While only around 100 victims of the attack have actually paid the $300 ransom, it is a frightening sign of what might happen next. As Frost & Sullivan explains, while a ‘kill switch’ was found to halt this particular attack, it is highly likely that a new strain will appear without this flaw. The kill switch, found in this instance by a cybersecurity researcher called MalwareTech, doesn’t decrypt the files that are already compromised, and it doesn’t appear that the encryption has its own exploitable flaw.

The ransomware is a variation of Wana Decryptor, explains Frost & Sullivan, a strain which emerged two weeks ago. The growth partnership company says that the ransomware’s rapid success is attributed to exploiting a Windows vulnerability which hasn’t been patched across all systems. Several key figures, including Edward Snowden and Microsoft, have levelled fingers at the NSA.
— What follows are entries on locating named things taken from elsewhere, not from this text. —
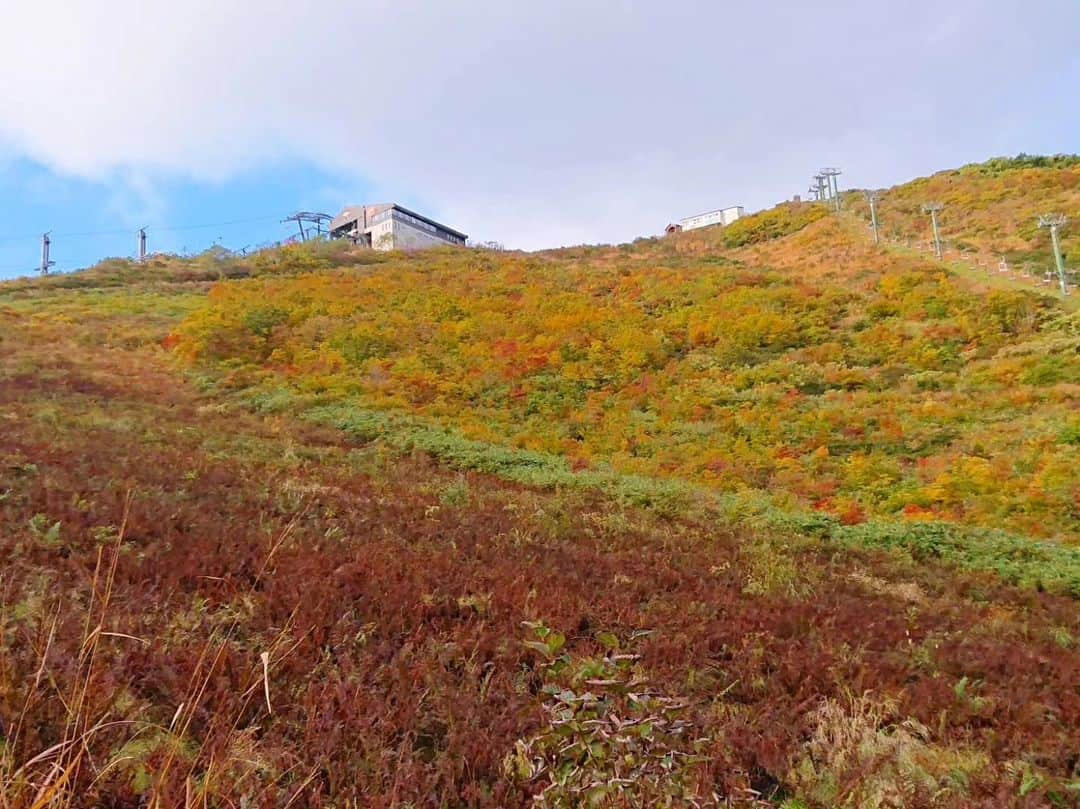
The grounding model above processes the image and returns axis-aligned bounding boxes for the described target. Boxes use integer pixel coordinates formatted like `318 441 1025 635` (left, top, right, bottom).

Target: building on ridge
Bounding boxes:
330 202 469 251
678 205 746 230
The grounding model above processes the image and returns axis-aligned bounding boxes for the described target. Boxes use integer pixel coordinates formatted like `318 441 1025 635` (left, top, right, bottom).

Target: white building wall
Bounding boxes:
720 205 746 225
679 211 724 230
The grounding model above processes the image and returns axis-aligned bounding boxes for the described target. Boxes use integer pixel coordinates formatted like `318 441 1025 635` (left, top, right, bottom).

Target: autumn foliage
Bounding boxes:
176 206 1080 541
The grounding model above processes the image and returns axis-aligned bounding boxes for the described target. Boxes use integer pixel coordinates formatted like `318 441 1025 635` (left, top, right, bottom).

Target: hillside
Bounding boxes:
846 156 1080 281
0 156 1080 809
173 208 1080 543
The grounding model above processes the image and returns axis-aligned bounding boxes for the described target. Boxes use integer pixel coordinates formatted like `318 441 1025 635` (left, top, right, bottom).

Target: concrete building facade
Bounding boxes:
679 205 746 230
330 202 469 251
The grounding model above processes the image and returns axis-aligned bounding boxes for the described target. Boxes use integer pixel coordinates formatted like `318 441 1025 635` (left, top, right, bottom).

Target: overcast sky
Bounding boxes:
0 0 1080 274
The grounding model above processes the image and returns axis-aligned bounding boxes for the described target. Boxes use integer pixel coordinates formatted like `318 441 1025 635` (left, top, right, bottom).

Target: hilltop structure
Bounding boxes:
669 205 746 232
330 202 469 251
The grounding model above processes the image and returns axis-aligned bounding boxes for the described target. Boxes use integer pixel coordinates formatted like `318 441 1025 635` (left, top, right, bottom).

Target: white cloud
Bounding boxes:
0 0 1080 247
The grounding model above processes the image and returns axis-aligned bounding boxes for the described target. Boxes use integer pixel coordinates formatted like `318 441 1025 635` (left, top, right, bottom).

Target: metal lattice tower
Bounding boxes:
1039 214 1069 295
282 211 334 242
821 167 843 211
922 202 945 261
866 191 881 244
41 232 56 275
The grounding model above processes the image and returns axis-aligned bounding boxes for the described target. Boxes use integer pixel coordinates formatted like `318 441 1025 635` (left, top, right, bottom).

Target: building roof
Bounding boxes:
330 202 469 239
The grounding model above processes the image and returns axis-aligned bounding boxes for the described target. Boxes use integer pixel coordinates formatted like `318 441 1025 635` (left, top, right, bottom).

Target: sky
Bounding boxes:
0 0 1080 278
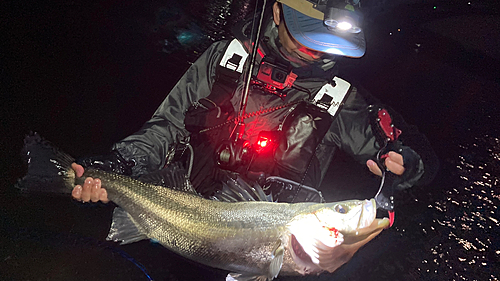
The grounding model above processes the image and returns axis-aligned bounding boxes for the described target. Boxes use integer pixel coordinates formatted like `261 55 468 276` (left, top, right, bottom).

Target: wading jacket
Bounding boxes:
109 18 435 197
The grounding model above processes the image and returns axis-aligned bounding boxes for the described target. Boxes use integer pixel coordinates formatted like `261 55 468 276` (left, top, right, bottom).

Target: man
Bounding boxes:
72 0 436 202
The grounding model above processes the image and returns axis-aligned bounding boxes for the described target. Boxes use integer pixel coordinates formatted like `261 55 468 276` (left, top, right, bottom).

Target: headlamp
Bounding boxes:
277 0 361 33
318 0 361 33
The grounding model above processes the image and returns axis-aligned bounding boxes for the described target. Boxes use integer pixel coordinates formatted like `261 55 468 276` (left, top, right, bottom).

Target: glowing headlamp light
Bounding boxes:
323 0 361 33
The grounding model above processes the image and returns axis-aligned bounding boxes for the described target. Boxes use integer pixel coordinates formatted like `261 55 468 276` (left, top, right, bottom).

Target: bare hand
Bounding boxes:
366 151 405 176
71 163 109 203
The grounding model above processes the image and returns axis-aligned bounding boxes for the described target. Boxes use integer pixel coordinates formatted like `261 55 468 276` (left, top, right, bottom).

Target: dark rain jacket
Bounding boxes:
109 17 435 197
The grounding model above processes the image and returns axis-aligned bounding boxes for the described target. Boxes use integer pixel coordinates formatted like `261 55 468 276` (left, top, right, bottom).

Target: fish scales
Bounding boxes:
77 169 315 271
19 134 389 280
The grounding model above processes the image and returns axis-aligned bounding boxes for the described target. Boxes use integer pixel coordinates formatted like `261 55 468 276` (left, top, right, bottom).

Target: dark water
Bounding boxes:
0 0 500 280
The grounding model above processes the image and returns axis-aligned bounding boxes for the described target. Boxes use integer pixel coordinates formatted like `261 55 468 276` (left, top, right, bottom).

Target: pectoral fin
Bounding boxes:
106 207 148 245
226 243 285 281
226 273 267 281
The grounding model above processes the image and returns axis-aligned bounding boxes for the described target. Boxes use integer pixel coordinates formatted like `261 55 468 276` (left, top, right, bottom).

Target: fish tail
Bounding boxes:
16 133 76 194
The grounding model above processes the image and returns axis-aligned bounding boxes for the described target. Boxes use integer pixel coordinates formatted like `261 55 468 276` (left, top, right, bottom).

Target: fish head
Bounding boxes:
287 199 389 274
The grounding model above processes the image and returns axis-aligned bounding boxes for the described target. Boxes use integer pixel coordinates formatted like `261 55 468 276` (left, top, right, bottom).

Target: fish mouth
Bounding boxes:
356 199 377 231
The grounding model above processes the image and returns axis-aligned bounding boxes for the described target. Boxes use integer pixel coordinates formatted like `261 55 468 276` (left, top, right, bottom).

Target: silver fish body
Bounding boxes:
73 169 387 280
18 134 389 280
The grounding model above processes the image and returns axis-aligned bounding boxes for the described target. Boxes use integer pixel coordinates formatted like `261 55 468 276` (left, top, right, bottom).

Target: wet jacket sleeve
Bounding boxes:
113 41 227 176
324 85 438 189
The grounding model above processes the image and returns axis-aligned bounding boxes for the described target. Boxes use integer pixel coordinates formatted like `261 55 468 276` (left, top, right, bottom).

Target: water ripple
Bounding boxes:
419 135 500 280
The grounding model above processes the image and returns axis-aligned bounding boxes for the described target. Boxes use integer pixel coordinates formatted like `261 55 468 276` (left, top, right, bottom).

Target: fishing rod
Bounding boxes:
231 0 267 140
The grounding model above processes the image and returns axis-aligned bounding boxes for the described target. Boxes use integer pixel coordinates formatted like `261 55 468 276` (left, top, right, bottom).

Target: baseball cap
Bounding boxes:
277 0 366 58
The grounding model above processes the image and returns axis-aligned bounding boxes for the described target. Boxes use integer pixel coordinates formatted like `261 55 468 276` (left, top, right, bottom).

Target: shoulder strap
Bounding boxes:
219 39 248 74
313 77 351 118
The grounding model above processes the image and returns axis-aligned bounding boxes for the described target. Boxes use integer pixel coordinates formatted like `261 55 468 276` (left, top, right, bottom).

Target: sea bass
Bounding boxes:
19 135 389 280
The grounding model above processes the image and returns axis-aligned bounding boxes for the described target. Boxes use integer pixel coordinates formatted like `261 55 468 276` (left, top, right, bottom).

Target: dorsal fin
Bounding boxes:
138 163 198 195
211 174 272 202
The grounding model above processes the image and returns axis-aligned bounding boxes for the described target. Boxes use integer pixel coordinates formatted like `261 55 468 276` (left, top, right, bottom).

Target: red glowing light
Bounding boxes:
323 225 339 238
257 136 270 148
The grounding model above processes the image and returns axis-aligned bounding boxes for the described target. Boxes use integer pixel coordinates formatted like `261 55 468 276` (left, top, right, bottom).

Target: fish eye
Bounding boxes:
335 205 347 214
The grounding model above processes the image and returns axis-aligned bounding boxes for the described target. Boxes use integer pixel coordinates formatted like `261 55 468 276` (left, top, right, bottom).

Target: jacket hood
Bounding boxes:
233 9 338 80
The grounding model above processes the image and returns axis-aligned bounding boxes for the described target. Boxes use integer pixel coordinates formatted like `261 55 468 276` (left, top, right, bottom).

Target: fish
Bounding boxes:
18 134 389 281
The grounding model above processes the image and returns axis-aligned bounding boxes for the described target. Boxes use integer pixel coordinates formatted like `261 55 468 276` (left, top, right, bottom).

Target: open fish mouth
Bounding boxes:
289 199 389 274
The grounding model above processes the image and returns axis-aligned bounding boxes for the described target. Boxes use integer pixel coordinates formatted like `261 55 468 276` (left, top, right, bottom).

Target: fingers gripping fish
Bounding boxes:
19 135 389 281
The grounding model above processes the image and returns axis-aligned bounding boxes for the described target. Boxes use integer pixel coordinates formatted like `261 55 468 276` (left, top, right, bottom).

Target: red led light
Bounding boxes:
257 137 269 148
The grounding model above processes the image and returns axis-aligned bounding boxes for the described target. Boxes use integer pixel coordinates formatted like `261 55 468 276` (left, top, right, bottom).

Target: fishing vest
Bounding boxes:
185 39 351 202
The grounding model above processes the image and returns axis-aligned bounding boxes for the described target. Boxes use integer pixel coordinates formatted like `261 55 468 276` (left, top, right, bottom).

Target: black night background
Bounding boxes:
0 0 500 280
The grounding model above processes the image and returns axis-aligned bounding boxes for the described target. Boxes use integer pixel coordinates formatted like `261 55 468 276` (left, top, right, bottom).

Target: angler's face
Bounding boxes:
273 2 325 62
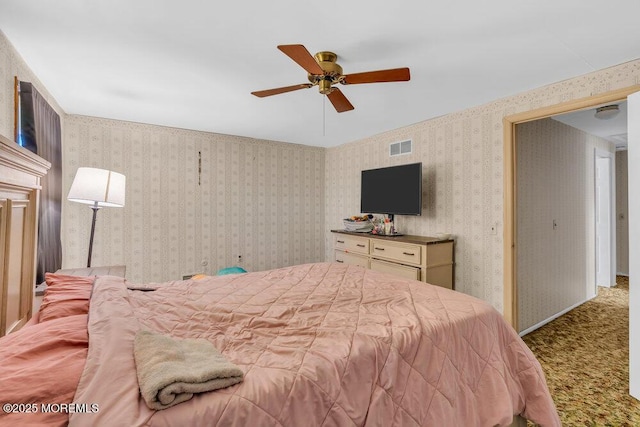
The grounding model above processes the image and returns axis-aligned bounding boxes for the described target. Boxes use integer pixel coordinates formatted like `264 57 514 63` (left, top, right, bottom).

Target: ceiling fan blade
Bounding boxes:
278 44 324 76
342 67 411 85
327 88 353 113
251 83 313 98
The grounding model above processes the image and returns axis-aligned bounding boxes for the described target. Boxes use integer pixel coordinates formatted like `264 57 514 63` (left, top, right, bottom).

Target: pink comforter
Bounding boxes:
70 263 560 427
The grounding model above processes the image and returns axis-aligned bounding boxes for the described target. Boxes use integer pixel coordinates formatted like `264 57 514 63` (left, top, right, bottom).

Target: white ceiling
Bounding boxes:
553 101 627 150
0 0 640 147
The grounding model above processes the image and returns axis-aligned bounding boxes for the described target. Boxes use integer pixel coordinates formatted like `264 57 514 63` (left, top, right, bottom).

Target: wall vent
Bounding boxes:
389 139 413 157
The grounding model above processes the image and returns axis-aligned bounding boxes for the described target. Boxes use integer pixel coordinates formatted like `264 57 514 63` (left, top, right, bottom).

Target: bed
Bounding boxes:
0 263 560 426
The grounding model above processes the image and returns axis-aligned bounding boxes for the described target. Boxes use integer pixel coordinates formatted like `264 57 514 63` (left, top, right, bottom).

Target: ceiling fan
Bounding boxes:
251 44 410 113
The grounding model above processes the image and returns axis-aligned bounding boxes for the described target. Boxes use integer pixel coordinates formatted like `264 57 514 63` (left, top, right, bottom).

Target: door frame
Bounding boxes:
502 85 640 331
587 148 617 290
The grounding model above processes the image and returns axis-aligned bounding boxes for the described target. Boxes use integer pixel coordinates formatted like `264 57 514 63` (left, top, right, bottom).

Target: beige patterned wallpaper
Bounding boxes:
516 119 615 332
616 151 629 275
325 60 640 311
62 115 325 281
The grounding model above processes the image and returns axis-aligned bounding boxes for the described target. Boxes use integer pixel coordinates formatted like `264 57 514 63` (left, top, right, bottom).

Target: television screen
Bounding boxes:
360 163 422 215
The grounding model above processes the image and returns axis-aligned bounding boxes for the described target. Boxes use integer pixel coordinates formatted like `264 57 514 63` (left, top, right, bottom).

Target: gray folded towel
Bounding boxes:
133 331 243 410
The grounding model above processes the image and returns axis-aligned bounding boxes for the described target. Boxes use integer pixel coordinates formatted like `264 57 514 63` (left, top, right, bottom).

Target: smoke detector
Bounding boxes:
594 104 620 120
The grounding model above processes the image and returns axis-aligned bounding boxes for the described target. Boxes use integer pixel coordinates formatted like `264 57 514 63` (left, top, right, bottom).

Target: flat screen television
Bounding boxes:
360 163 422 218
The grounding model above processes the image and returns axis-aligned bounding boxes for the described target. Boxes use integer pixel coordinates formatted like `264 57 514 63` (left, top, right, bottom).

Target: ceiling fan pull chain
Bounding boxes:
322 96 327 136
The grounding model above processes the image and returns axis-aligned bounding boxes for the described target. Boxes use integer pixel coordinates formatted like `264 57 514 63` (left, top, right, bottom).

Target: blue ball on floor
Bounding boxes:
216 267 247 276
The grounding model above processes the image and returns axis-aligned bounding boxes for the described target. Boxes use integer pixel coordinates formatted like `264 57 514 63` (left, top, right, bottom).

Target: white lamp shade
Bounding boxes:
67 168 126 208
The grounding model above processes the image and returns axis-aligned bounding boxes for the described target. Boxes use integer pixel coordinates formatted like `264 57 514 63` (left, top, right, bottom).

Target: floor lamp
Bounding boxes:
67 168 125 267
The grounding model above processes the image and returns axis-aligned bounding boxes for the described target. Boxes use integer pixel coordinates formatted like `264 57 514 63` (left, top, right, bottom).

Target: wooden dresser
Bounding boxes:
0 136 51 336
331 230 454 289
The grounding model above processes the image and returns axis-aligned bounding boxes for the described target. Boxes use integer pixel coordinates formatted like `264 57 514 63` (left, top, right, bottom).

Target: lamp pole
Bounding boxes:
87 202 100 267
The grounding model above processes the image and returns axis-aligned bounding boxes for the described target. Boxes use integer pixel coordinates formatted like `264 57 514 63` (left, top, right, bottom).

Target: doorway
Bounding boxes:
503 85 640 330
503 85 640 399
587 149 616 290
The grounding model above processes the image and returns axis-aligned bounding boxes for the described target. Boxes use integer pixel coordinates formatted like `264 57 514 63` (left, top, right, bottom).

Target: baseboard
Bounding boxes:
519 294 598 337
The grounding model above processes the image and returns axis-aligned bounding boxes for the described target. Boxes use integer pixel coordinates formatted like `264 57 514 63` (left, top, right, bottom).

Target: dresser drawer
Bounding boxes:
371 240 422 265
334 251 369 268
335 235 369 255
370 259 420 280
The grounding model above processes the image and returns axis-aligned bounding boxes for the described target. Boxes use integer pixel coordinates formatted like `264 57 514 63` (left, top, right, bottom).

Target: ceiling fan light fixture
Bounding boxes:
594 104 620 120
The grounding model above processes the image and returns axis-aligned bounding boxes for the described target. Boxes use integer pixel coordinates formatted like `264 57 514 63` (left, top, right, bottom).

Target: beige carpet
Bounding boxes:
523 276 640 426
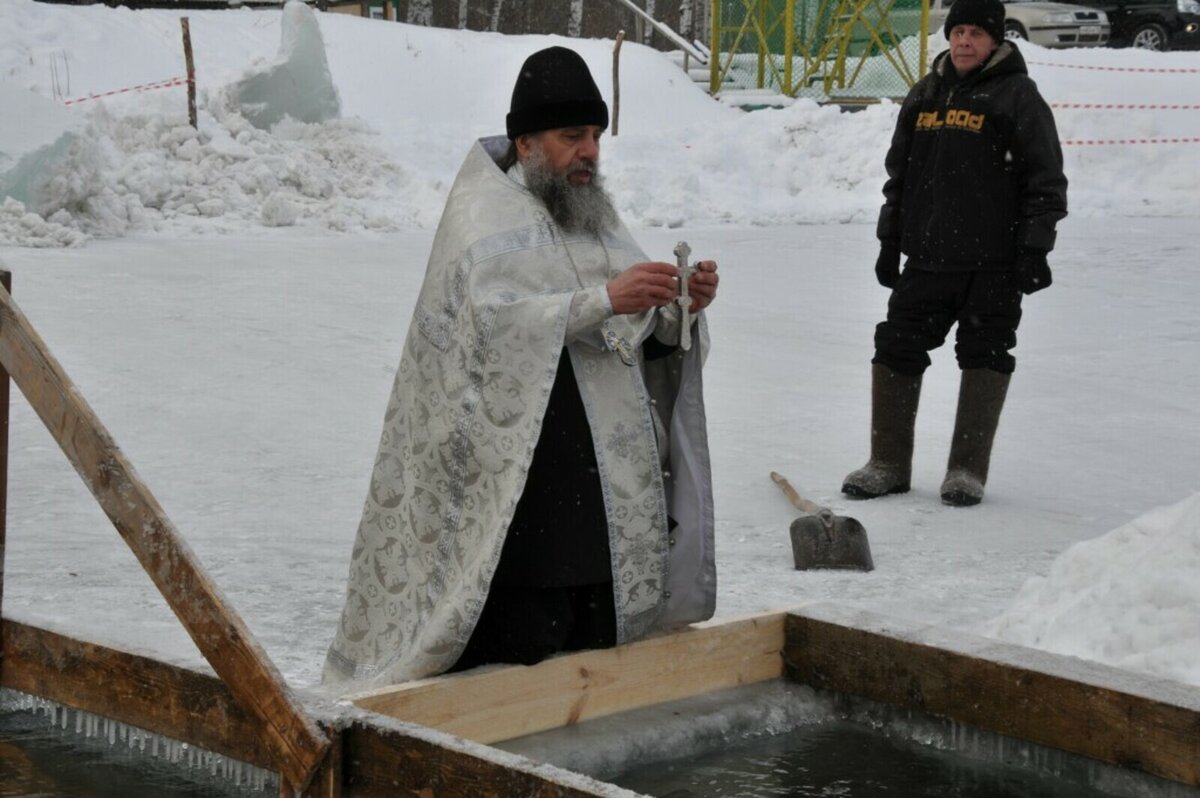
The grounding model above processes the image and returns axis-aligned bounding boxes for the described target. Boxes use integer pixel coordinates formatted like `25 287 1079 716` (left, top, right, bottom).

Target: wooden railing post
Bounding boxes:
0 282 330 791
0 264 12 673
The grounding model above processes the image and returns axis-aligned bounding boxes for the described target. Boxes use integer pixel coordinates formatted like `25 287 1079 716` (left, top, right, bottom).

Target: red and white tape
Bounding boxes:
1050 102 1200 110
1026 61 1200 74
62 78 187 106
1061 137 1200 146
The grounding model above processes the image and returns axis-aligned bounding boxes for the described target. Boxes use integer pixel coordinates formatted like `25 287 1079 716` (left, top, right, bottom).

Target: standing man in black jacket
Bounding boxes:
841 0 1067 506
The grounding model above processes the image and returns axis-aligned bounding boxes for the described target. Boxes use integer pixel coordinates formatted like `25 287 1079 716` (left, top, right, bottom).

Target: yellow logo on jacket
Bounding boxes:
917 108 984 131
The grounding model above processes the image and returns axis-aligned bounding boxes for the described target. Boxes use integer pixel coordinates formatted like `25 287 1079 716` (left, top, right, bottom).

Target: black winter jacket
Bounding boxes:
877 42 1067 271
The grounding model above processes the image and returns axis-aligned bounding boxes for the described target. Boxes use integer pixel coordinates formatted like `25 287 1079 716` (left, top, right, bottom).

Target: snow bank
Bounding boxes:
227 0 342 130
0 83 84 212
0 0 1200 246
985 493 1200 685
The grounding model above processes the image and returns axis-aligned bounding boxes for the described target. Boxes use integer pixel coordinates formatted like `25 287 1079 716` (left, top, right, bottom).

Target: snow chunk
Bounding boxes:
0 83 84 212
228 0 342 130
985 493 1200 685
0 197 88 247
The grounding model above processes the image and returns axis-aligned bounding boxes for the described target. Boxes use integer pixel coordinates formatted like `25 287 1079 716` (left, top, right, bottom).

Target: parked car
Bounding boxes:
1062 0 1200 50
929 0 1113 47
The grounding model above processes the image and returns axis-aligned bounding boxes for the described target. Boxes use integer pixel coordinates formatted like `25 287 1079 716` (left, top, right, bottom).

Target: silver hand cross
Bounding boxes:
674 241 695 352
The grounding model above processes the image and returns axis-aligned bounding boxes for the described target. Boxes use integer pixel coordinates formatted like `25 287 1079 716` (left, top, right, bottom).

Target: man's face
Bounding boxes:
517 125 604 186
516 125 619 235
950 25 1000 76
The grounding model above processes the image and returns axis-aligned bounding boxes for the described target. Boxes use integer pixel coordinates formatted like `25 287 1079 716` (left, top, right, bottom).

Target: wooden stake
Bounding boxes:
0 268 12 677
179 17 196 127
612 30 625 136
0 290 330 791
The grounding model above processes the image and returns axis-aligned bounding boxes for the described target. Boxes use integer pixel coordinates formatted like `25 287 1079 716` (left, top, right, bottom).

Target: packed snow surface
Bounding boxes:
0 0 1200 705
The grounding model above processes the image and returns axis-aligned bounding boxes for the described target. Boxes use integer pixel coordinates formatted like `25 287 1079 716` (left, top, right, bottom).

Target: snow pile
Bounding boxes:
227 0 342 130
0 83 82 206
0 100 438 236
0 4 444 242
986 493 1200 685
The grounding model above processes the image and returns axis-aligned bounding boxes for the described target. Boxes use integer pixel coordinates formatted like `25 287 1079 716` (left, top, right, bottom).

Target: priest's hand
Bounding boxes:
688 260 719 313
608 262 686 316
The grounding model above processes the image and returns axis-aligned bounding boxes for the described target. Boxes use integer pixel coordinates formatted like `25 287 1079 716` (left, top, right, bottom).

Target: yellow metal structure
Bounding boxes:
709 0 929 100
The NHS was revealed to have thousands of computers still running on Windows XP, which hasn’t been supported by Microsoft since 2014

The NSA’s data on the exploit was publicly leaked by a hacker organisation known as the Shadow Brokers before the NSA provided to the vendors details for them to patch it. Last year, the NHS was revealed to have thousands of computers still running on Windows XP, which hasn’t been supported by Microsoft since 2014. The failure to update operating systems and applications is another key factor to the ransomware infection in the UK. Given the high profile nature of this vulnerability, Microsoft has released a security patch for its older systems to protect them.

The rise of ransomware can be attributed to the proliferation of easy-to-use ransomware tools, and ransomware-as-a-service on sale in the cybercrime underworld. These can be easily customised and have helped create a growing list of successful attacks which generate revenue for the perpetrators.

Frost & Sullivan believes we are nearing an inflection point in cybersecurity across both government and the private sector, although key barriers remain such as lack of technical understanding and reticence to invest. Businesses need to invest heavily to match the growing threat of cybercriminal activity, in each of technology, internal security personnel and training of general staff to identify and avoid threats. Key sectors such as healthcare will be pressured to adapt by governments if they will not do so of their own volition, with an annual growth rate in healthcare cybersecurity of 13.6% in the US alone.”